Cable operators have used a 9th U.S. Circuit Court of Appeals decision from last June to reject open access, then to question franchise-fee payments on revenue from high-speed data service.
And now that ruling has been cited in a pole-attachment battle between a Top 20 MSO and a small utility district in California's Lake Tahoe region.
USA Media Group has cited the 9th District ruling in both a federal lawsuit and a Federal Communications Commission petition challenging policy changes on pole attachments by the Truckee Donner Public Utility District. The June court ruling handed AT & T Broadband a victory in its open-access battle with Portland, Ore., franchising authorities.
The 9th District ruling changed the way cable-modem service is classified under federal law, at least in the Western states governed by its decisions-including California. Data-over-cable had been generally considered a cable service, but the decision altered that definition and termed it a telecommunications product.
Under that definition, USA Media argues, a competing company-such as the utility district-can do nothing that constitutes a barrier to entry for a new-service provider.
USA Media operates an 11,400-subscriber system in the Truckee area on Lake Tahoe's north shore. The operator has deployed digital video and would like to rewire the system with optical fiber in order to offer both its USA@Home high-speed data service and telephony to consumers.

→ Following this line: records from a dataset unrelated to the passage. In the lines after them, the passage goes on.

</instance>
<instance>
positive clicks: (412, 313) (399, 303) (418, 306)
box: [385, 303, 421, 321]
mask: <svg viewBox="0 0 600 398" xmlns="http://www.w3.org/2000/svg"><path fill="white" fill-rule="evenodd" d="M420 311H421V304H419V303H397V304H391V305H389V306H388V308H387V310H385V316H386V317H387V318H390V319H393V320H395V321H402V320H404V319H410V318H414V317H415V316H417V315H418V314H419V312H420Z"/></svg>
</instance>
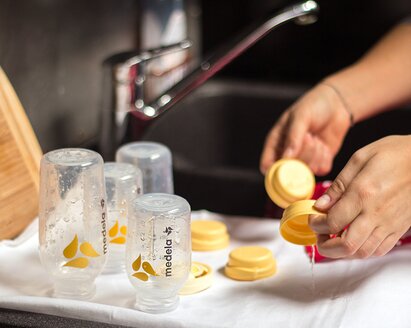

According to FCC pleadings, the company intends to "overlash" its current copper plant with fiber, using current pole attachments. USA Media believes that construction is covered by the license it has held with the utility since 1965.
But the utility apparently has its own telephony aspirations. Truckee Donner is currently a customer-owned water and electricity provider with 10,000 electric customers in more than a dozen small communities. Published reports indicate the utility is examining expansion into data services and other products.
USA Media asserts the utility wants pole-attachment terms that are different than those its own telecommunications services would enjoy. That difference would constitute an entry barrier of the sort barred by the 9th Circuit decision.
USA Media has also filed suit in U.S. District Court in Sacramento to challenge the utility policies.
Roger Terneuzen, USA Media's director of operations, confirmed the dispute but declined comment on the pending litigation. He said only that until the attempt to deploy fiber, relations between the cable operator and utility were amicable.
The cable operator is proceeding with fiber-optic deployments where it can. Part of the plant is attached to poles owned by Pacific Bell, a division of SBC Communications Inc., he said. Fiber-optic plant has been deployed on that infrastructure.
Peter Holzmeister, the utility's general manager, did not return calls for comment.
The FCC is collecting comments on the challenge until Jan. 29. The federal lawsuit is still in the discovery phase, Terneuzen said.